Tauchst auf, schweißnass, das grelle Licht noch auf der Netzhaut, jetzt ein Weiß, das gar nicht mal so schön ist wie alle immer sagen. Warst abgetaucht, in die Kanalisation, oder auch nur in die Wirklichkeit. Sahst viele Kranke, die längst nicht mehr krank sind, dahingegangen irgendwie, lass es uns stolpern nennen, unter Schmerzen, ganz ohne friedlich die Augen zu schließen. Hast sie wieder getroffen, fragst dich nun, was hatten sie zu sagen? Vergessen, funktioniert immer, ja, versprochen.

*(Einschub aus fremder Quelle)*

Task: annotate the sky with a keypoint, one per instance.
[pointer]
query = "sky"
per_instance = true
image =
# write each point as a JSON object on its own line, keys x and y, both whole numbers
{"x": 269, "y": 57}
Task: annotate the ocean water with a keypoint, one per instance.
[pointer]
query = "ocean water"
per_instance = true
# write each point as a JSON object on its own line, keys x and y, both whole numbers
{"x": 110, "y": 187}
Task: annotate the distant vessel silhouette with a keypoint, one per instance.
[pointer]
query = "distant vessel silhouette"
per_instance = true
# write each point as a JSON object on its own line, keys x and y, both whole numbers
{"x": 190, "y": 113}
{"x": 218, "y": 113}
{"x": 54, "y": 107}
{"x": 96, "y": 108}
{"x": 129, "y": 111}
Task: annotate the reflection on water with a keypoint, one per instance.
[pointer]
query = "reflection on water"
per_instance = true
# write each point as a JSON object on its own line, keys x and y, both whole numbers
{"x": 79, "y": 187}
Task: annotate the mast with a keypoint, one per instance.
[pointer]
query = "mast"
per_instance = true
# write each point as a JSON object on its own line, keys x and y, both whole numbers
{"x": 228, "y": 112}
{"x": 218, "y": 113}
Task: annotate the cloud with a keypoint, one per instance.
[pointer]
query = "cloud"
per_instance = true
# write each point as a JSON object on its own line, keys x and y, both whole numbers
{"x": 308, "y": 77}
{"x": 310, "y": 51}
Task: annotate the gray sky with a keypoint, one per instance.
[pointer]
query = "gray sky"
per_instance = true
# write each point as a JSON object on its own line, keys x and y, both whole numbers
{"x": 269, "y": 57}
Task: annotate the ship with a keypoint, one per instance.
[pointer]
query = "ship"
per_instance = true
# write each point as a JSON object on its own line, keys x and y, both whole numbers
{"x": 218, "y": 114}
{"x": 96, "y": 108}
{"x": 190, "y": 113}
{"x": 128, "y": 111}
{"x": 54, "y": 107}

Das dunkle Haus war gar kein dunkles, es war ein hell erleuchteter Stahlkörper, mit Rundungen, ganz clean, strahlend, keine Bakterie zu sehen. Bist reingegangen, nahmst diesen Cocktail, sah schon von vornherein so seltsam unecht aus. Deine Hand, ein kaputter Seismograph, der inzwischen als Servierhilfe funktioniert. Gut Schluck, Kameraden.
Warum nicht, das Echte im Unechten suchen? Na, vielleicht, weil deine Poren ganz auf Wahrheit getrimmt sind. Falsch. Das hat die Natur nicht verdient, Freunde. So viel Wertschätzung und Lobhudelei; überlassen wir sie den üblichen Magermächtigen auf Kanzeln und in Dichterstuben.

Zurück zum Haus, das gar keins war. Etwas krabbelte, etwas trommelte, etwas raschelte auf dich zu.   Nichts zu sehen, nichts zu riechen, hier funktioniert wohl alles anders als die Welt da draußen. Endlich spürst du was. Keine Hände, keine Berührung, noch nicht mal ein Kribbeln von innen. Gedanken rinnen deine Innenwände herab, pure Denkpaste irgendwann, denn es wurde klebrig, ungemütlich, verstopfend und giftig. Heißa, heute wirds was geben, heißa heut ist Fummelnacht. Immer noch niemand zu sehen. Von vorn, von hinten, von oben; immer diese Scheinwerfer, die dir durch die unwichtigsten Knochen strahlen.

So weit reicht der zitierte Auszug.